« En cinéma, je crois en la sincérité du propos »
Au festival de Karlovy Vary, début juillet, un film tunisien, Weldi, était présenté dans la section Horizons. Deuxième long-métrage de Mohamed ben Attia, Weldi revenait juste de Cannes où il a été particulièrement remarqué à la Quinzaine des réalisateurs. Dans ce dernier entretien réalisé à Karlovy Vary, Radio Prague a d’abord demandé à Mohamed Ben Attia ses impressions après ce récent séjour cannois :
Vous avez eu un prix d’ailleurs, pour Hedi, celui du premier film…
« Oui, effectivement. Peut-être que c’était l’inconscience, le fait de ne pas du tout s’attendre à ça et que tout s’est accéléré très vite… Pour le deuxième, il n’y a heureusement pas eu de pression pour l’écriture, mais dès que le scénario a été terminé on a commencé à avoir très rapidement une pression de la part de nos partenaires. Comme nous avons eu un budget un peu plus conséquent que pour le premier film, la contrepartie était cette pression. On a été à Cannes mais on en a très peu profité, en tout cas pour ma part, même si j’ai quand même vu beaucoup de films. C’était intense, plus stressant qu’à Berlin. »
J’imagine qu’à Karlovy Vary l’ambiance est plus tranquille et que vous pouvez profiter un peu plus du festival…
« Oui, là c’est autre chose. C’est beaucoup plus paisible, j’en profite pour voir des films. C’est très beau et c’est petit donc on n’a pas à marcher des kilomètres ou à prendre les transports en commun. Tout va bien. »
Vous avez déjà eu des premiers échos de la part de festivaliers sur votre film Weldi ?

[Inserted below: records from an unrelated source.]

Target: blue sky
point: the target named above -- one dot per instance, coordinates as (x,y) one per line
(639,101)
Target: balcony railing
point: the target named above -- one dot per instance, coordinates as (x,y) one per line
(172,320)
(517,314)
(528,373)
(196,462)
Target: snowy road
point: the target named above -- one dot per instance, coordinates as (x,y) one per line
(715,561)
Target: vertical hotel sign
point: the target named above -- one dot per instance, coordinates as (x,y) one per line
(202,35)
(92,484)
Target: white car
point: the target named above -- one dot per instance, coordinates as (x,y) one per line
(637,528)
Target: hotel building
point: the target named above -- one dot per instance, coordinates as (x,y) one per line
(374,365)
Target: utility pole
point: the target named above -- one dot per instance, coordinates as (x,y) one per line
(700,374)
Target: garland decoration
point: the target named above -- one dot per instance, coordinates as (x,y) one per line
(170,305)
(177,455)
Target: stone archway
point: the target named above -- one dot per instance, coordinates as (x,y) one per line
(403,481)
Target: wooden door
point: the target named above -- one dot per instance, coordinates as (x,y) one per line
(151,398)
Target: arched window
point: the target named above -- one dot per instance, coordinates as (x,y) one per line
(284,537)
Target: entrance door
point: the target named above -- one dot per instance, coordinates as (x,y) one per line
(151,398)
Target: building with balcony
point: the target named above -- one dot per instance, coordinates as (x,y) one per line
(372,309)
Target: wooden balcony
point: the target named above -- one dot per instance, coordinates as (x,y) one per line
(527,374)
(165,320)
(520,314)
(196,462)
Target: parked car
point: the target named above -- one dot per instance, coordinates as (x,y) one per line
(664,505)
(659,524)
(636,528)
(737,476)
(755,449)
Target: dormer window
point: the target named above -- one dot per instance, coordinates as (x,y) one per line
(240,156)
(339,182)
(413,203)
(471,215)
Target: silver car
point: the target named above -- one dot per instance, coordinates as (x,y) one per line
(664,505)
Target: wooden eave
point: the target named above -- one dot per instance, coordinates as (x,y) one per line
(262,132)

« Oui, parce qu’hier on a fait la première projection suivie d’un débat. Tout s’est bien passé, les gens ont adoré. C’est un film un peu plus complexe à débattre que Hedi parce que, sous la première couche de Daesh, d’autres choses se cachent dont il est un peu plus difficile de parler puisqu’elles relèvent du ressenti, en tous cas je l’espère. C’était intéressant parce que, plus qu’ailleurs et plus qu’en France, les gens s’attardent à poser des questions sur Daesh et sur l’islamisme plutôt que sur ce que le film pourrait traiter de plus complexe. Je l’ai forcément bien accepté parce que c’est un phénomène qui apparaît plus lointain ici qu’en France ou en Belgique, où on en parle très fréquemment et où les gens commencent à avoir fait le tour de la question. On m’a demandé par exemple si le cadre familial était réaliste, si je n’avais pas essayé d’édulcorer l’histoire, mais aussi s’il existe réellement des familles où un enfant peut partir ainsi sans raison… En France, les gens ne posent pas ce genre de questions parce qu’ils savent que malheureusement, ce peut être le cas et qu’il n’y a pas un seul profil dans les personnes qui partent pour le djihad. Tout cela m’intéresse beaucoup parce que je suis confronté à une réalité que je n’avais jamais vue grâce à des personnes qui ont une autre culture et une autre ouverture sur le monde. »
Il faut peut-être rappeler en quelques mots l’histoire de Weldi, dont le titre français est Mon cher enfant. « Weldi » veut dire « mon fils » c’est bien cela ?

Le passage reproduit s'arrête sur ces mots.